Moving the IoT from concept to deployment

  • March 23, 2020
  • Steve Rogerson

IMC executive editor Steve Rogerson talks with Mark Tekippe (pictured) from Digi about the IoT, scalability and the coronavirus.

There is a big difference between designing a proof of concept in a laboratory on a Raspberry Pi or Arduino board and scaling that product to 50,000 users. While that might always have been a problem in some sectors, it has come sharply into focus with the dawn of the IoT era, as the demand to have everything connected becomes almost universal.
And it is a problem that Mark Tekippe, embedded product director at Digi, is now seeing as part of his everyday work. I asked him what had changed.

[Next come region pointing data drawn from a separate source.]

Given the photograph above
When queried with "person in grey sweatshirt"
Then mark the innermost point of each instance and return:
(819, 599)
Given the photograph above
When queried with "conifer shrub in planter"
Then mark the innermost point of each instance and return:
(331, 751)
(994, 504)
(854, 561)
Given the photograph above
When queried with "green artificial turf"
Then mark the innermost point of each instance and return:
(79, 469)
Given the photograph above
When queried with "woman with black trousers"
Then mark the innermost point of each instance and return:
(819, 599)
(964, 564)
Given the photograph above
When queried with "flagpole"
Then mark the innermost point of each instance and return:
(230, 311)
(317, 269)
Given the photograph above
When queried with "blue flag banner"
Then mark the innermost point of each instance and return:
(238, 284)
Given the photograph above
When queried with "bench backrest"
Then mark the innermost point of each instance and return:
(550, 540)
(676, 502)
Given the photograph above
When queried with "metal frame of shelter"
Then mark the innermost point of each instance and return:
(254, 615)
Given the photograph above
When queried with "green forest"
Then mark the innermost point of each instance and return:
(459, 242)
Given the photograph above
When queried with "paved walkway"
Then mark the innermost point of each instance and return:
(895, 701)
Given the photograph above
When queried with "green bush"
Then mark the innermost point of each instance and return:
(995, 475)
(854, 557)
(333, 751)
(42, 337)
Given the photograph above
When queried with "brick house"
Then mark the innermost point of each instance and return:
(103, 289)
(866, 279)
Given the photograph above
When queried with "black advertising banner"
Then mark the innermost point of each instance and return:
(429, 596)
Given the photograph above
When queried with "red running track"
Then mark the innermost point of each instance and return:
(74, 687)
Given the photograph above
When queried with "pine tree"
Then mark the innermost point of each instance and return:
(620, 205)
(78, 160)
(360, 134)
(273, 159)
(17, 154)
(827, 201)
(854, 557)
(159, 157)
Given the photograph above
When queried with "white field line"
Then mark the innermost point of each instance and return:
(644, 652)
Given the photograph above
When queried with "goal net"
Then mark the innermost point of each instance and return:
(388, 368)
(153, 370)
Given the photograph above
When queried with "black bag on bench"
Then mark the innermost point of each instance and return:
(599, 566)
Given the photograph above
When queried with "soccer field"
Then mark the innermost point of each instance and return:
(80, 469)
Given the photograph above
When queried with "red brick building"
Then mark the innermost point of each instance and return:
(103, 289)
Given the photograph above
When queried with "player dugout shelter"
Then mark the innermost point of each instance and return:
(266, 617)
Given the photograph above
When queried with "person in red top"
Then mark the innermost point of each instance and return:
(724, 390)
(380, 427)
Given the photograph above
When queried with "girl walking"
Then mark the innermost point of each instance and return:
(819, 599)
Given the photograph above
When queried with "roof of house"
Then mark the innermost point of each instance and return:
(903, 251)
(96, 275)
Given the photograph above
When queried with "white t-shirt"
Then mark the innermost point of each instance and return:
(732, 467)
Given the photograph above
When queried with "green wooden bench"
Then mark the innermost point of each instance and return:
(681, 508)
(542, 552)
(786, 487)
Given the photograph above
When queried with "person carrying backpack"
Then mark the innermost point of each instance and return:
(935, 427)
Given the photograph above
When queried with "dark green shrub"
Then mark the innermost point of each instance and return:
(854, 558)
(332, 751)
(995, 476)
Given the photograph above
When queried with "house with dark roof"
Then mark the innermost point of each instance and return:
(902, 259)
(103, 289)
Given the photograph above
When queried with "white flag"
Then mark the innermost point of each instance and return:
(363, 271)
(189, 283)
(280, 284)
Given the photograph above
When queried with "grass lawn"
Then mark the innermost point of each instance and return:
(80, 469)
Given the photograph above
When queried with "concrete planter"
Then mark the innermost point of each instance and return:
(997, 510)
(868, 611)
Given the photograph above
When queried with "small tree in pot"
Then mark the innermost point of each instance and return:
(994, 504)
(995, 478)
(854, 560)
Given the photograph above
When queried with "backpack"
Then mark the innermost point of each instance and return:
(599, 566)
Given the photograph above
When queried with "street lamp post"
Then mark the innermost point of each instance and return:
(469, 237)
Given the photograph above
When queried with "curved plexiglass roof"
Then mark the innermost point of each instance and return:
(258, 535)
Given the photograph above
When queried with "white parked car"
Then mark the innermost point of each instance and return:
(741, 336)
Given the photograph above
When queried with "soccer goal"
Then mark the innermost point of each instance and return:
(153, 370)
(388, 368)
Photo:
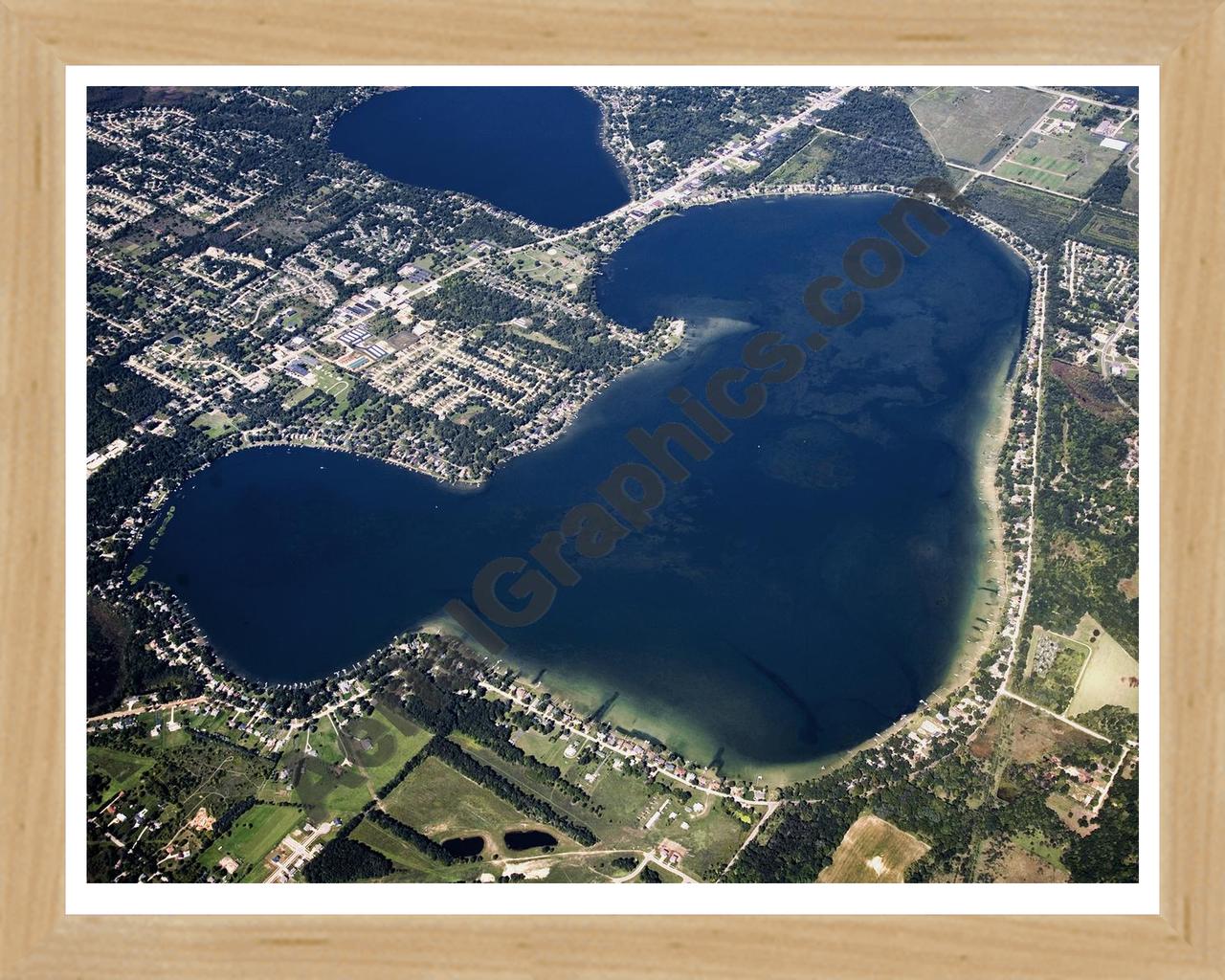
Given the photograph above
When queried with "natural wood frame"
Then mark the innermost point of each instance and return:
(39, 37)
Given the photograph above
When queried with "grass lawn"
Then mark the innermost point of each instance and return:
(123, 768)
(255, 834)
(1067, 162)
(410, 861)
(215, 424)
(1054, 685)
(393, 742)
(620, 795)
(808, 163)
(1107, 679)
(874, 850)
(972, 125)
(441, 804)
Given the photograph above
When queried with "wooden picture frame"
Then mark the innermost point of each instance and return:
(42, 37)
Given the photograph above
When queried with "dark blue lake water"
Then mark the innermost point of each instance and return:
(808, 585)
(533, 151)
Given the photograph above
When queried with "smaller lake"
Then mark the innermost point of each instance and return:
(534, 151)
(464, 847)
(528, 839)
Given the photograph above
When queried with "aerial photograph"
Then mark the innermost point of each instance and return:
(617, 484)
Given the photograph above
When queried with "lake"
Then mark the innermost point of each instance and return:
(805, 587)
(534, 151)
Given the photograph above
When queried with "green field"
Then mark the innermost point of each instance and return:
(550, 266)
(1054, 686)
(215, 424)
(972, 126)
(1039, 218)
(1107, 678)
(808, 163)
(393, 739)
(1070, 163)
(874, 850)
(619, 795)
(440, 803)
(255, 834)
(411, 864)
(1107, 230)
(122, 768)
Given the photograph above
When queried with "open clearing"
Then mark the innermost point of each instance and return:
(1028, 735)
(1070, 163)
(122, 768)
(440, 803)
(255, 834)
(393, 740)
(874, 850)
(1053, 668)
(808, 163)
(974, 126)
(1111, 677)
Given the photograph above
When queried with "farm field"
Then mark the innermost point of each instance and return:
(440, 803)
(1109, 678)
(122, 768)
(1053, 669)
(255, 834)
(1107, 230)
(1024, 735)
(974, 126)
(393, 742)
(1070, 163)
(874, 850)
(411, 864)
(808, 163)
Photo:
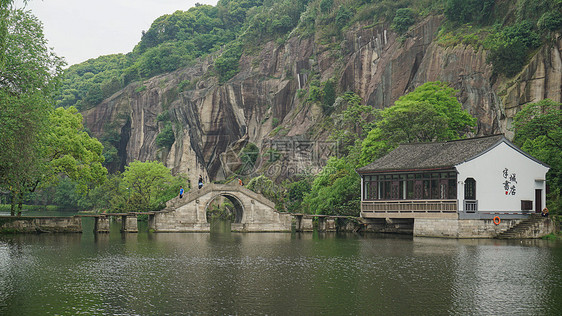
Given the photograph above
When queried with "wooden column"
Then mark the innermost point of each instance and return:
(321, 224)
(129, 224)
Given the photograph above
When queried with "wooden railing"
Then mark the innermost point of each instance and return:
(409, 206)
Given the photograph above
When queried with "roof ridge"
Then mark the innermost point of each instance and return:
(454, 140)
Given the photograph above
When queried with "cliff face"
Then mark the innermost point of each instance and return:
(263, 104)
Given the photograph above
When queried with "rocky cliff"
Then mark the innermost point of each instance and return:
(263, 103)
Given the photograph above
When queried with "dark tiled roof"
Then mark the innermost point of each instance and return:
(433, 155)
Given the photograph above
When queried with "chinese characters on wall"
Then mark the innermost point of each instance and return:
(510, 180)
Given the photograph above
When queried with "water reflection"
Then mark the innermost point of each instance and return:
(275, 273)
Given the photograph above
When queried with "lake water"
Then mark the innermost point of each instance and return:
(275, 274)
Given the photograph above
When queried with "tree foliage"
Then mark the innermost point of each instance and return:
(538, 131)
(335, 190)
(403, 19)
(71, 152)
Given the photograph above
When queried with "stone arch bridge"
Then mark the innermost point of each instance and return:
(253, 212)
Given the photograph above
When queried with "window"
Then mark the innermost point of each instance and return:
(526, 205)
(470, 189)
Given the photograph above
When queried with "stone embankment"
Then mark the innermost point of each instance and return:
(40, 224)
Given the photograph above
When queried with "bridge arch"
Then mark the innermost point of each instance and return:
(256, 213)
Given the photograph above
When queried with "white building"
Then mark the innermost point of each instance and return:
(477, 178)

“Over the last ten years, the IoT has been about people developing proofs of concepts and showing how they can get a return on investment,” he said. “Now, we are past that and it is about companies looking at how they can apply this to their products.”

This period was always going to come and we have all seen those predictions about how massive the IoT is going to be, it has just not happened quite as quickly as the forecasters envisaged. But now could be the time to catch up.

“It has been slower than people thought,” said Mark. “The challenge now is to make it faster.”

One aspect of that challenge is scalability. Once a product moves away from the Raspberry Pi, then the concept breaks down. Different bits of hardware need integrating, security has to be added. There has to be a way to do firmware updates.

This in itself is slowing down the growth of the IoT because companies are putting too much of their efforts into keeping existing deployments working rather than moving into new areas. 

“Some companies have figured scalability out,” said Mark. “The problem is when people try to go direct from proof of concept to production and take shortcuts. They then have problems keeping it up to date and maintained. A lot of companies don’t have the expertise to do this on their own and they miss the mark. Those that do it well have partnered with others. They don’t do it on their own.”

Though some are trying to use the successes as templates for their own projects, this rarely works because of the differences between the applications. 

“We have tried to bundle the different services together so our customers don’t have to do this on their own,” said Mark. “They can then focus on their applications and how they can deliver value without worrying about this.”

He said a lot of companies saw the IoT as becoming a big part of what they were doing and have developed a company wide platform that all departments could use.

“They get it working and then cookie cutter that for the individual teams,” he said. “That will accelerate the growth of the IoT.”

One element affecting business that nobody could have predicted this year is the global health crisis caused by the coronavirus and that is having an impact just about everywhere with people working from home and exhibitions being cancelled.

“Trade shows are always important opportunities to meet people,” he said. “But we also do a lot with webinars. People have more tools these days to work remotely and online. We can have global meetings. We are used to working with engineering groups in other countries. We are in a lot better shape to work digitally than we would have been, say, twenty years ago.”